Soon enough a gentile friend or two, attracted by all the commotion, showed up. Oh, happy day! For what is a Jewish festival without guests in attendance? Hospitality is, after all, a mitzvah, a commandment. And so is the study of Scripture. All the pieces were in place, and it was time to let the good times roll.

So this ordinarily quiet neighborhood in Little Rock, Ark., an epitome of the far-flung Jewish diaspora, resonated with a mix of different languages, Southern-accented English, Hebrew, my own native Yiddish and all the simultaneous translations thereof. It would have been a veritable Babel without the key that unlocks the gates of language to all comers: good will.

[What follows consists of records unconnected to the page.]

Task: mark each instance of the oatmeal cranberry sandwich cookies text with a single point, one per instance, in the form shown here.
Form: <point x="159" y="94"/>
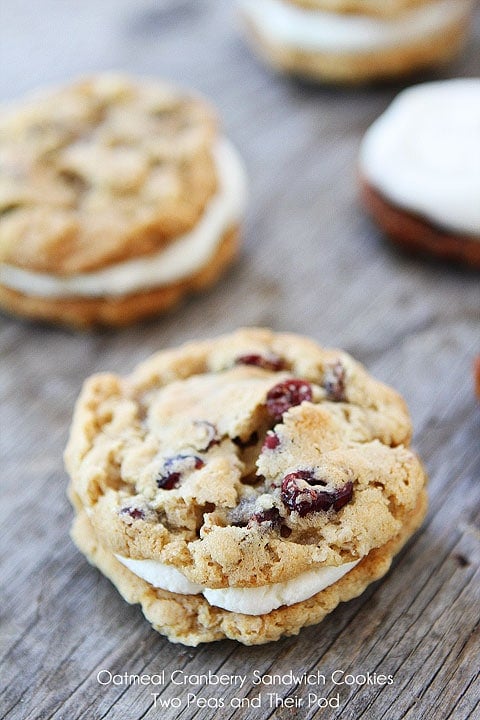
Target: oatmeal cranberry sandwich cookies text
<point x="242" y="487"/>
<point x="118" y="196"/>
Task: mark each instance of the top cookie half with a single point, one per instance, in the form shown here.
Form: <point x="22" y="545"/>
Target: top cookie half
<point x="243" y="461"/>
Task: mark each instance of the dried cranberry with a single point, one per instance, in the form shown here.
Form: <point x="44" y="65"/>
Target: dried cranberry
<point x="134" y="513"/>
<point x="343" y="495"/>
<point x="175" y="467"/>
<point x="271" y="441"/>
<point x="266" y="362"/>
<point x="287" y="394"/>
<point x="249" y="442"/>
<point x="301" y="497"/>
<point x="334" y="382"/>
<point x="211" y="434"/>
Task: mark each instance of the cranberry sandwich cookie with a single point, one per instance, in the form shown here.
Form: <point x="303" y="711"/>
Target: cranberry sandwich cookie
<point x="118" y="196"/>
<point x="350" y="41"/>
<point x="242" y="487"/>
<point x="420" y="169"/>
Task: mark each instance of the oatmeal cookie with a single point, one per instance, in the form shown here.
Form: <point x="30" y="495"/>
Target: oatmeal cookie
<point x="419" y="170"/>
<point x="242" y="487"/>
<point x="117" y="197"/>
<point x="349" y="41"/>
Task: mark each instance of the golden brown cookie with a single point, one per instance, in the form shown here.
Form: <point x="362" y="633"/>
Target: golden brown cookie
<point x="419" y="171"/>
<point x="354" y="42"/>
<point x="117" y="197"/>
<point x="476" y="373"/>
<point x="241" y="487"/>
<point x="383" y="8"/>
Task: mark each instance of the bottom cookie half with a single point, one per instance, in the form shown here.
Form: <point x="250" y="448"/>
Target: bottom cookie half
<point x="359" y="67"/>
<point x="125" y="309"/>
<point x="189" y="619"/>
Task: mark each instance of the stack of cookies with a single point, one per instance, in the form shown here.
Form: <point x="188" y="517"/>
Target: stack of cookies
<point x="351" y="41"/>
<point x="244" y="486"/>
<point x="117" y="198"/>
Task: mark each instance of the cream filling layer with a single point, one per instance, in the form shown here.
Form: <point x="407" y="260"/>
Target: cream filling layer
<point x="423" y="153"/>
<point x="184" y="257"/>
<point x="248" y="601"/>
<point x="316" y="30"/>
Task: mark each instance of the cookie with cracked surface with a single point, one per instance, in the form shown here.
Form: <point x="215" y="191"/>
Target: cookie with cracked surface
<point x="241" y="487"/>
<point x="419" y="170"/>
<point x="348" y="42"/>
<point x="118" y="196"/>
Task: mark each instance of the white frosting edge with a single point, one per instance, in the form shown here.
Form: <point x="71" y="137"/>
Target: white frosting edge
<point x="248" y="601"/>
<point x="182" y="258"/>
<point x="317" y="30"/>
<point x="423" y="153"/>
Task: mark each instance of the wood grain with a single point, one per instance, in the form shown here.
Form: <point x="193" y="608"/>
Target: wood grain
<point x="312" y="263"/>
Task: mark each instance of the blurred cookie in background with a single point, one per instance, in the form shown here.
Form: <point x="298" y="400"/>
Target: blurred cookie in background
<point x="118" y="197"/>
<point x="420" y="170"/>
<point x="354" y="41"/>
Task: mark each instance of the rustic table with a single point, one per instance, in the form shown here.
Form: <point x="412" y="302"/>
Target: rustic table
<point x="312" y="263"/>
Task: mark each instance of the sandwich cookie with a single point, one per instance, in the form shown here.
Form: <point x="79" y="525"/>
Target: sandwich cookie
<point x="242" y="487"/>
<point x="352" y="41"/>
<point x="118" y="197"/>
<point x="419" y="169"/>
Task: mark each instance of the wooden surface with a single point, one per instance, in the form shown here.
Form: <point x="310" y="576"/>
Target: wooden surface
<point x="312" y="263"/>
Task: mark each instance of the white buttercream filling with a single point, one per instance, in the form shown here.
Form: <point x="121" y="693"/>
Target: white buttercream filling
<point x="423" y="153"/>
<point x="249" y="601"/>
<point x="317" y="30"/>
<point x="182" y="258"/>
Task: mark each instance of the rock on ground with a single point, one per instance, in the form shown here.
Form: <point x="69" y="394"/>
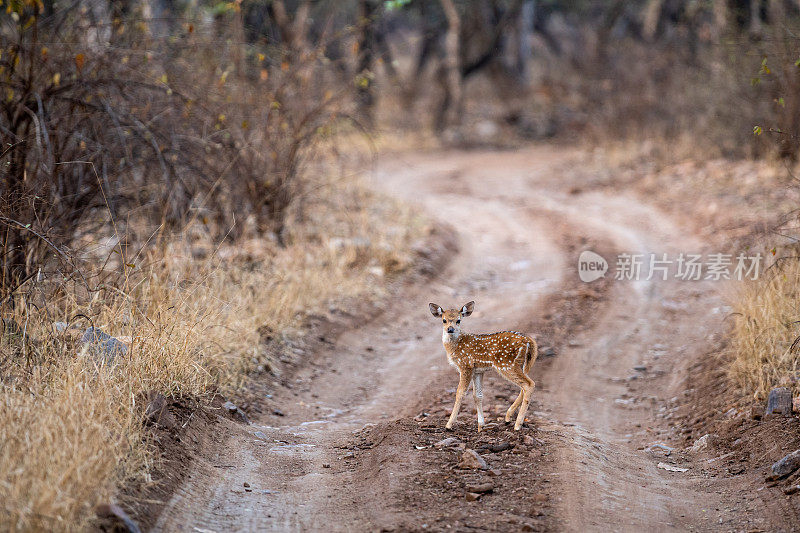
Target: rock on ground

More than half a century now has passed since my teenage self had sat on a balcony in Tel Aviv while my hosts demonstrated how a succession of languages can be an exercise in courtesy and consideration instead of degenerating into a language war. As each new addition to the evening's gathering arrived, the language shifted to make him or her welcome.

Being a Southerner, naturally, I rose as each of the ladies, or perhaps an elderly gentleman, appeared. The most senior of the ladies present could scarcely contain her surprise at my by now instinctive gesture. "And they say Americans have no manners!" she whispered in her native German, unaware that my childhood Yiddish had given me sufficient acquaintance with that tongue to understand what she was saying in supposed confidence, and I certainly didn't let on.

But the censors we will always have with us, and instead of welcoming any refreshing outburst of free speech, they have a different response: Shut up, they explain. They would do better to heed the words of a still rightly controversial justice of the Supreme Court of the United States, Oliver Wendell Holmes Jr. by name, in defense of freedom of speech and therefore freedom of thought:

"When men have realized that time has upset many fighting faiths they may come to believe even more than they believe the very foundations of their own conduct that the ultimate good desired is better reached by free trade in ideas -- that the best test of truth is the power of the thought to get itself accepted in the competition of the market, and that truth is the only ground upon which their wishes safely can be carried out. That at any rate is the theory of our Constitution. ... I think that we should be eternally vigilant against attempts to check the expression of opinions that we loathe and believe to be fraught with death."

The true test of free speech is not freedom for the thoughts we agree with, but freedom for the thoughts we hate. So let this America remain an open forum for all ideas - good, bad and in between. And may the best ideas win.

Suppressing freedom of speech may only assure the victory of the worst ones. For what higher compliment could be paid the power of any idea than an attempt to suppress it rather than debate it? If all the clanking, cumbersome machinery of the state must be called on to smother an idea, it must be a fine one indeed, and so in no need of censorship to support it. And if it's a bad idea, have faith it will fall of its own weight. Either way, let freedom ring.